For the viewers, if they have knee pain, what is the most common reason?
– The answer really depends on age. For our more mature patients, the answer is arthritis. That tends to be pain and soreness around the knee that gets worse with activity. Patients can also have stiffness in the morning or after being seated for a long period of time. This usually comes on gradually and gets worse with time.
We hear about arthritis all of the time. What exactly is arthritis?
– Arthritis at the basics is a lack of cartilage. Cartilage is a smooth and shiny covering on the end of the bone which helps the bones glide across each other. When the cartilage wears out, the ends of the bone are exposed. There is more friction and less cushion.
What about bone bone spurs?
– Bone spurs are one of the signs we see on X-ray as an indicator of arthritis. The bone spurs aren’t necessarily the problem but more a sign that the patient has damage to the cartilage. Other signs are decreased space between the bones and sclerosis or hardening of the bones.
What about people with injuries? If someone has an injury, how do they know if they need to see a doctor?
– That is a great question. If someone has a fall and cannot put weight on their leg due to pain, they should definitely be evaluated. There could be a fracture of the bone which requires treatment. For less severe injuries, signs and symptoms like sharp pain with activity, pain and swelling that doesn’t improve in a few days, and the inability with either straightening or bending the knee would all be reasons to schedule an appointment. Also the sensation of the knee buckling, locking, or catching would be reasons to come in and see us.
Besides breaking a bone, what else can be damaged when someone is injured?
– There are multiple ligaments in the knee which can be torn, depending on how someone is injured. Most people have heard of the ACL which is 1 of the 2 ligaments in the center of the knee. You can also tear the meniscus , the patellar or quadriceps tendon, dislocate the kneecap, or damage the cartilage.
What can people do to prevent knee pain or problems in the future?
– Preventative knee health is very important. One of the most important things is weight control. The less weight you carry, the less force that your knees see with every step. Also important is to maintain your flexibility. One thing to consider is to adjust your exercise routine, working in days where you avoid high impact exercises like running and jumping and trying things like biking, elliptical, swimming.
What about supplements?
– This is a question we are asked frequently. The two most common supplements are glucosamine and chondroitin. These are both naturally found substances in the body and are thought to be important in the processes of cartilage formation, repair, and preventing cartilage degradation. As supplements, the jury is still out if they are useful in preventing arthritis or the progression of arthritis.

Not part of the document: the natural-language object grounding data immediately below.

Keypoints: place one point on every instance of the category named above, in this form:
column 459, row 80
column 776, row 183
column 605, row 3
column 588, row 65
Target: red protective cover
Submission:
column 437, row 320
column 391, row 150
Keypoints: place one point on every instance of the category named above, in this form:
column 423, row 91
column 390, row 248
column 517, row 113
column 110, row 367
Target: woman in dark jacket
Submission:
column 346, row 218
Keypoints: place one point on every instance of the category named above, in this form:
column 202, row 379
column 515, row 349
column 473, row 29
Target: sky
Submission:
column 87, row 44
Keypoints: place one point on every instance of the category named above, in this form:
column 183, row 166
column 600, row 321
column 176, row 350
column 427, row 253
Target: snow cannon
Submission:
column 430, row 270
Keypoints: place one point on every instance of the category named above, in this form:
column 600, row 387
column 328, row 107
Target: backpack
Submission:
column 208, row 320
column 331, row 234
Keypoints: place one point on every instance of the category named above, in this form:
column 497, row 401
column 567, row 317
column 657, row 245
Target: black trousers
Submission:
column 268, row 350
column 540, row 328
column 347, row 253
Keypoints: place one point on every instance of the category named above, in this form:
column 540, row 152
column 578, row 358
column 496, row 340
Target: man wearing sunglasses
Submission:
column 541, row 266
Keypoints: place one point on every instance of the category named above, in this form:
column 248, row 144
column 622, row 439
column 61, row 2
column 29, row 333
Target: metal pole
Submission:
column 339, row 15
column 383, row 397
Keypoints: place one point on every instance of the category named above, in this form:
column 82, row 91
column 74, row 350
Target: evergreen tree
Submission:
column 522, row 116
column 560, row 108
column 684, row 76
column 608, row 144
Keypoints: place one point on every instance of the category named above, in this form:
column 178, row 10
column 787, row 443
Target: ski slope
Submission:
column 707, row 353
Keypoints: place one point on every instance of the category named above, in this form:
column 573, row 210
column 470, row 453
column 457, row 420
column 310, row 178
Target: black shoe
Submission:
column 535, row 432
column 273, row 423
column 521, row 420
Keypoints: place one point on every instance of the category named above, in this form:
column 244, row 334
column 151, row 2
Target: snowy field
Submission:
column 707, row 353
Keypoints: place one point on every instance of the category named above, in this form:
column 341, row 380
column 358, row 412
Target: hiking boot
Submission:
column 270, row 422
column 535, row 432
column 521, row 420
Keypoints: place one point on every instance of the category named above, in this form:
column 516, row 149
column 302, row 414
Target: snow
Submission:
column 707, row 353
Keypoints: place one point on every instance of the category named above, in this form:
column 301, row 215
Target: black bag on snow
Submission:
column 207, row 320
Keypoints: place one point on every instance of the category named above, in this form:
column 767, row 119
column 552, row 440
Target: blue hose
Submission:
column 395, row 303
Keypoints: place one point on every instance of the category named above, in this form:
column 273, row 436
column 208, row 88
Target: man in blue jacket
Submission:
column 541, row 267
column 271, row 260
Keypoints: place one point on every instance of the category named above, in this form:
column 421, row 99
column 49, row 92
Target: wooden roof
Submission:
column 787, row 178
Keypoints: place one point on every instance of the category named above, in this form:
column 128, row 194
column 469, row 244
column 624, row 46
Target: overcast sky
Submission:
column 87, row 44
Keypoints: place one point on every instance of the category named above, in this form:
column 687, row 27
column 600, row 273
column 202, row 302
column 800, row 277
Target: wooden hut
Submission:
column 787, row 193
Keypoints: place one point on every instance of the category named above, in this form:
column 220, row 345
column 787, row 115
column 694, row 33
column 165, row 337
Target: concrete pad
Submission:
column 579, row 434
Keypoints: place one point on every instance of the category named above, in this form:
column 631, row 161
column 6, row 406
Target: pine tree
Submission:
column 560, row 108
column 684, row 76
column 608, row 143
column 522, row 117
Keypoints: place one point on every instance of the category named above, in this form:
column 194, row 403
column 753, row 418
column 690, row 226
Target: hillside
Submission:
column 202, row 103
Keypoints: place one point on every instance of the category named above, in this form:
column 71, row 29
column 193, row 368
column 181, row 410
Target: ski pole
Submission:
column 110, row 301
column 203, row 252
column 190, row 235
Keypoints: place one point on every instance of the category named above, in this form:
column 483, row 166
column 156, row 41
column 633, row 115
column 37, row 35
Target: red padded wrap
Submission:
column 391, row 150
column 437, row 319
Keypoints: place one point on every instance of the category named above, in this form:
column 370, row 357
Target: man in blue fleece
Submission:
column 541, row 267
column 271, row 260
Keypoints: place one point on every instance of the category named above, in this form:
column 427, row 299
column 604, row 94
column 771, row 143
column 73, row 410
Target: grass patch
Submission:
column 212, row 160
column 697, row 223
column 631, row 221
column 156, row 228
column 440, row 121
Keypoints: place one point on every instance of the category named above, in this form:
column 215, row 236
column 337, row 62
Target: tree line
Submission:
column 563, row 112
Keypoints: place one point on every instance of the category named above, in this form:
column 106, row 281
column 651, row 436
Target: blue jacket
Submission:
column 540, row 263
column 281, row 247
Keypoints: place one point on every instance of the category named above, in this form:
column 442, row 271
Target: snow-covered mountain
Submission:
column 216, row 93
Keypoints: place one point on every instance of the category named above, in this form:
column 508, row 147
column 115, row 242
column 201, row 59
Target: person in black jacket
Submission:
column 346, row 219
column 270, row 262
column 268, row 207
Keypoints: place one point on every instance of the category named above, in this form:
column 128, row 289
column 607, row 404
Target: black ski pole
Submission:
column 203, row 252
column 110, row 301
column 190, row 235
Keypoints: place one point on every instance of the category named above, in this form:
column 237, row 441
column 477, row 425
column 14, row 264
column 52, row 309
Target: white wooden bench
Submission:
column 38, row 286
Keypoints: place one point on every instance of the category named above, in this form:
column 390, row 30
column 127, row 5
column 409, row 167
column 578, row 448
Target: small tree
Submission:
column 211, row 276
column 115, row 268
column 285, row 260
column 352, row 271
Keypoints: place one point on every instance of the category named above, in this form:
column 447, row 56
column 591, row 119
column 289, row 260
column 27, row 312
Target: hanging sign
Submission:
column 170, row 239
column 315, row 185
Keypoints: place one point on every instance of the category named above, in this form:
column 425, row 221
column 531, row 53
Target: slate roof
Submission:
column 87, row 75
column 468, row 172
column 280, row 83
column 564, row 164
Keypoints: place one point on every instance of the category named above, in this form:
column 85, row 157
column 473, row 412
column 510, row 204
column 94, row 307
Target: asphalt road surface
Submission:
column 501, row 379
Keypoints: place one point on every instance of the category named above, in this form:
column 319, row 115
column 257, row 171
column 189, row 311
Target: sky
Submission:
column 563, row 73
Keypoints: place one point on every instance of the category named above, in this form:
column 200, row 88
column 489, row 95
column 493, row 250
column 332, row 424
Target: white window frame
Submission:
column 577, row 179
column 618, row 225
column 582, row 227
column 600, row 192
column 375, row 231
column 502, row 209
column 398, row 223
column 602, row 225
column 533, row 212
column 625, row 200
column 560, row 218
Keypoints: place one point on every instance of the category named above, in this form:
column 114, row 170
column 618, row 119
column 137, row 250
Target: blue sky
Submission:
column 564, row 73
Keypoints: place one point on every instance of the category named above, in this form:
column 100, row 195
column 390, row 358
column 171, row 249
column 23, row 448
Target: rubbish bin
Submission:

There is thought that they have anti-inflammatory properties which might help with joint pain. Although there is no proof of long term benefit, there are very few reported side effects. Of note, these supplements are not regulated by the FDA so make sure to do some research and buy from a reputable company.
Why can viewers do who have knee pain but aren’t interested in a surgery?
– Nonsurgical treatment is always preferred when possible. To treat something effectively, we have to know what we are dealing with. Depending on the problem, typical treatment options include rest, ice, medications, bracing, physical therapy, and injections. But it’s important to know what the problem is in order to target the treatment plan.
For patients who are thinking about having a knee replacement, how long will a knee replacement last?
-The best data that we have now shows that there is a 90-95% chance that a joint replacement will last 10 years and a 80-85% that it will last 20 years. Those numbers are averages and predictions might be altered some based on patient factors. Another consideration is that orthopedic implant companies keep modifying and improving the implants, so those numbers might improve as the technology and implants improve.
What about the robotic assisted joint replacements? How does that work?
– The robot assisted joint replacements are an incredible use of technology in medicine. Using computer software, we create a 3d model of the patient’s knee and then plan the surgery based on that person’s anatomy. The software can be adjusted if needed in surgery. The robotic arm helps the surgeon take that plan from the computer and very precisely put the implants in the position that is desired.
What if someone tears that ACL? Does that need to be fixed?
– The ACL is critical for knee stability. If someone is young or looking to live an active lifestyle, we usually recommend surgery to reconstruct the torn ACL, usually using tissue from the same leg like a part of their patellar tendon, hamstring, or quadriceps tendon.
Is cartilage replacement surgery an option?
– Cartilage replacement surgery is a great option for certain patients. They typically are younger patients with one lesion or area of cartilage damage. The surgery is to remove the area of damaged cartilage and bone and replace that with healthy bone and cartilage, usually obtained from a deceased donor.